Adding a calendar event
I have become scared of even sending new events with Entourage! When I add events in Entourage, it then starts a cycle of “Now updating…” that effectively locks Entourage up (sometimes the pizza wheel shows, other times it just stops responding on screen) for anywhere from 5 seconds to 20 seconds. When it does come back, sometimes I will get the text I was writing catch up with me, sometimes not! Again, how much work can this really be, and what is the threading and blocking model MS is using on this?
I won’t even go into the things that Entourage leaves out compared to the Windows version (for what reason other than to piss Mac users off?) here, or the way in which it periodically corrupts the brain-dead single-file database structure it uses.
Entourage could be a good, even great application. Unfortunately, MS seems to have once again crippled it just enough to make it look like the Mac is slower than the Windows equivalent, rather than let the chips fall where they may.
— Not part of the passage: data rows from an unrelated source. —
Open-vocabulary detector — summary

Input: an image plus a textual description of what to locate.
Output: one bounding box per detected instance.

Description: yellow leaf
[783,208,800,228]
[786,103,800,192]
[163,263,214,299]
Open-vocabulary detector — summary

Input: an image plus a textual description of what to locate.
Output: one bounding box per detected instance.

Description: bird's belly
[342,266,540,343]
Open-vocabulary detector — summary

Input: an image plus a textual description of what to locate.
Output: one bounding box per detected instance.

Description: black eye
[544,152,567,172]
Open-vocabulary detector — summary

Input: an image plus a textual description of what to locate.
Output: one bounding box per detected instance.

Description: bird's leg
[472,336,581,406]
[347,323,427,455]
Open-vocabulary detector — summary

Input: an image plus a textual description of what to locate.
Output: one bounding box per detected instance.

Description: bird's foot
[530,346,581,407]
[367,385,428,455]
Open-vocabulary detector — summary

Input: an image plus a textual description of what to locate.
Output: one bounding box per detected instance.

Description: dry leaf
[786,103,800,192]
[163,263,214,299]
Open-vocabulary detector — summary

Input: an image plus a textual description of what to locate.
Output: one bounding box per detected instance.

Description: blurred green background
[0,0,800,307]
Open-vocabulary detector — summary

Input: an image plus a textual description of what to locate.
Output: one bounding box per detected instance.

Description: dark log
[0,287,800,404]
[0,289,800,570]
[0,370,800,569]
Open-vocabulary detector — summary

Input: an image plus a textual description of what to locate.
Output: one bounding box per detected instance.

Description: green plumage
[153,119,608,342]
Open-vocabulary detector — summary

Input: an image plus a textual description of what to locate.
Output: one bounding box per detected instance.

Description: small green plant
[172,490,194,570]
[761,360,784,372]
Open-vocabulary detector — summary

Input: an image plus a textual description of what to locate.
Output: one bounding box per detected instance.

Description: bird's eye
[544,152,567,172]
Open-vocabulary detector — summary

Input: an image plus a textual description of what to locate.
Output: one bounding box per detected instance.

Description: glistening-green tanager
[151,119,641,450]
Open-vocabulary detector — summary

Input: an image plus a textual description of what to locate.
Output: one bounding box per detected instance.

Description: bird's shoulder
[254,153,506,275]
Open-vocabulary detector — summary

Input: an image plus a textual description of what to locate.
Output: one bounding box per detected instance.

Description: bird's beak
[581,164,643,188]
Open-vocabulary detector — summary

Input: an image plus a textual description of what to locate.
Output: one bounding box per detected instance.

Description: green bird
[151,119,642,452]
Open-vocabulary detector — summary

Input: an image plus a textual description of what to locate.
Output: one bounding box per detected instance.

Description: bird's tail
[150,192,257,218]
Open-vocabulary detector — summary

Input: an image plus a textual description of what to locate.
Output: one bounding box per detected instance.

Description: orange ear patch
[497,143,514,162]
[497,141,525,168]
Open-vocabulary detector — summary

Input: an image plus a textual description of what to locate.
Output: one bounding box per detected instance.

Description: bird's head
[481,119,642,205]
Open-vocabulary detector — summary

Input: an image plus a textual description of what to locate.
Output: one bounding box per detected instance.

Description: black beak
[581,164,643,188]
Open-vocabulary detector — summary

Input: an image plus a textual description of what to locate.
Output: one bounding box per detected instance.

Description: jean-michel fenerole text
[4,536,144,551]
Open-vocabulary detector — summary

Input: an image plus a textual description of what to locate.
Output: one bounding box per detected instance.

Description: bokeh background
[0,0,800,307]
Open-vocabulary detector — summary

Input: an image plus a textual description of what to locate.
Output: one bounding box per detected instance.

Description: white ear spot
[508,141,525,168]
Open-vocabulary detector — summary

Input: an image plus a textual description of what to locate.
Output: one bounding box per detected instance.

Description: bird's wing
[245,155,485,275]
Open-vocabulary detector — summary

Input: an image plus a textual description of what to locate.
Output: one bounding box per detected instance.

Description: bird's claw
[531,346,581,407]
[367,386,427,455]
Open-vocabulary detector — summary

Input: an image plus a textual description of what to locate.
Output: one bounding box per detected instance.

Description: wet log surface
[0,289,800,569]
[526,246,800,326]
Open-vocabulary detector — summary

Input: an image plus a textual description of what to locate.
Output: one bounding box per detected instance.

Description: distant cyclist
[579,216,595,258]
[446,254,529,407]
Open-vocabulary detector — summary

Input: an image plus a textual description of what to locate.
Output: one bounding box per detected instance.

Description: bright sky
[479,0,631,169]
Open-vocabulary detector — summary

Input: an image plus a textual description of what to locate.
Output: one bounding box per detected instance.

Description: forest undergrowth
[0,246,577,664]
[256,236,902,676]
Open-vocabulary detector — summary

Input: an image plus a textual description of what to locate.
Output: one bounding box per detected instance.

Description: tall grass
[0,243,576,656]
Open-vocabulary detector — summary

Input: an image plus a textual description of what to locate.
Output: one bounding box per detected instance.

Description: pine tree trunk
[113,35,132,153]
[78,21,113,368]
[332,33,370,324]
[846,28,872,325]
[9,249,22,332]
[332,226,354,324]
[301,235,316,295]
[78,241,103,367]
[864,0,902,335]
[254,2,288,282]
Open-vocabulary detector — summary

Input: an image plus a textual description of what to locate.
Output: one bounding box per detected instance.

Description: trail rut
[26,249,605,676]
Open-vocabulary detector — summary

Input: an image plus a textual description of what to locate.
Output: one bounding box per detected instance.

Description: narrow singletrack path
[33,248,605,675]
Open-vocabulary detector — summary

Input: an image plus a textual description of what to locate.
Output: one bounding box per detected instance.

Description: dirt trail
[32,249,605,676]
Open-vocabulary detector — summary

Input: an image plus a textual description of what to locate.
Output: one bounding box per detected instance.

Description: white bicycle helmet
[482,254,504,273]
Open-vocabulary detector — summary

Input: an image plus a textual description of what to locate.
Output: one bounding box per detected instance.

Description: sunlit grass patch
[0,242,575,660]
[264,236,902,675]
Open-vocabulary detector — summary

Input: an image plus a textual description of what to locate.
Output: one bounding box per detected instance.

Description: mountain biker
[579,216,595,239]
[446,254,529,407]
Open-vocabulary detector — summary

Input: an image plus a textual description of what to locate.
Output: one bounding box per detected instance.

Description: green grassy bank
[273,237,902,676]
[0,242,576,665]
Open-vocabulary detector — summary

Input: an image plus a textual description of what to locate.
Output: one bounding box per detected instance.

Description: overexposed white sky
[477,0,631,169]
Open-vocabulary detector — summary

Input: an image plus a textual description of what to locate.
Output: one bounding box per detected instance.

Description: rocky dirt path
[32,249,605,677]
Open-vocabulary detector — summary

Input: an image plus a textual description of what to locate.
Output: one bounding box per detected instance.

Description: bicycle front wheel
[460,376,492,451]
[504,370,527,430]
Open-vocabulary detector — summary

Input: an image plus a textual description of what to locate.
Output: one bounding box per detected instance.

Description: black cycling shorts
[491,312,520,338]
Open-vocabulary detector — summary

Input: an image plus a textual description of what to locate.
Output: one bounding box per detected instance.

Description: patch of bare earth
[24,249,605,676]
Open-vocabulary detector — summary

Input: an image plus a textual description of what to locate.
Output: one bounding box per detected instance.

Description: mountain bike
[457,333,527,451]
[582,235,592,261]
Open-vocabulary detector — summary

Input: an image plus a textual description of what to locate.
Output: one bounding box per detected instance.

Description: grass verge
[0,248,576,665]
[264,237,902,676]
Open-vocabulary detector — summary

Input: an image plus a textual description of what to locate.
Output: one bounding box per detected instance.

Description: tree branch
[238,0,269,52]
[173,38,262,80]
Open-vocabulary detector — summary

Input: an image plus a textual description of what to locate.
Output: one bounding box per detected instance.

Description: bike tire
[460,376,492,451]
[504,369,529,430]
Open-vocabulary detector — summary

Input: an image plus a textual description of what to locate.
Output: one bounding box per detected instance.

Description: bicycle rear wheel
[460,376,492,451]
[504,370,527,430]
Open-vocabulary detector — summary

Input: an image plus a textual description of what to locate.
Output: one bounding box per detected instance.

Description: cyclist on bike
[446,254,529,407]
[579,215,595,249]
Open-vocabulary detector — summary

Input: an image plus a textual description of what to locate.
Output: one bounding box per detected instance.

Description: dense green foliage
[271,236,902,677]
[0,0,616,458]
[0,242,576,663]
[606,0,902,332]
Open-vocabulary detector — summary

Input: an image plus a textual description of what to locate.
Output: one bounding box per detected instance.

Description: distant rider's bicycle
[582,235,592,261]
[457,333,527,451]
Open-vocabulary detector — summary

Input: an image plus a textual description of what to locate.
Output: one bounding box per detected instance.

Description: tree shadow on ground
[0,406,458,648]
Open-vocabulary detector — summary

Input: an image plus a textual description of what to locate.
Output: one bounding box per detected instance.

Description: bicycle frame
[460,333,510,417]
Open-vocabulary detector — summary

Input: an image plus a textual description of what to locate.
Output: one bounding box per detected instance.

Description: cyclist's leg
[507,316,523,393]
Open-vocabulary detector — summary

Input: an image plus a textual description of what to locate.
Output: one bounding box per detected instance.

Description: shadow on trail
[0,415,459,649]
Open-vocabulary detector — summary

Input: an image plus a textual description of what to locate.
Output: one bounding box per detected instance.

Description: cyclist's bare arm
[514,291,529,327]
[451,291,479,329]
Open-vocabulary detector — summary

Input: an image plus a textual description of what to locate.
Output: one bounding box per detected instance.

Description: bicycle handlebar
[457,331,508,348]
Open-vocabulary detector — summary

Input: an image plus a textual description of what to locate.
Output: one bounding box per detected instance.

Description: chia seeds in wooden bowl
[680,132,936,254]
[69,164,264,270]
I can only hope that either Apple makes Leopard Mail what it should be (with the calendaring and task hooks for Exchange etc.) or that MS finally makes Entourage perform how it should!
At this moment, I am looking like going back to MAil sooner rather than later. I will give Entourage another month. After that, I will use a Citrix server link to Outlook to do Calendaring and go back to Mail for email.
September 6th, 2006 at 10:11 pm
[...] Jesse Holliday saw a recent post on Hawk Wings on how Mail.app bests Entourage and emailed me a thoughtful account of his own experiences. It’s good enough to share. [...]
September 7th, 2006 at 1:13 am
I used Entourage since 2000 but switched to Mail in 2005. It was a very sweet change. Not least because I feel safer that my data isn’t locked into its own database.
I gather MS is unbundling its Calendar and Addressbooks in future versions.
I would never go back to Mail and now with Pages 06 and Keynote I just need that spreadsheet to be rid of the bloated, insecure mess that is MS Office.
Life is looking much sweeter.
October 30th, 2007 at 9:54 pm
Entourage’s dock icon is ugly?!? Are you running Entourage on a PC? SO CHANGE IT IF YOU DON’T LIKE IT. Jeez.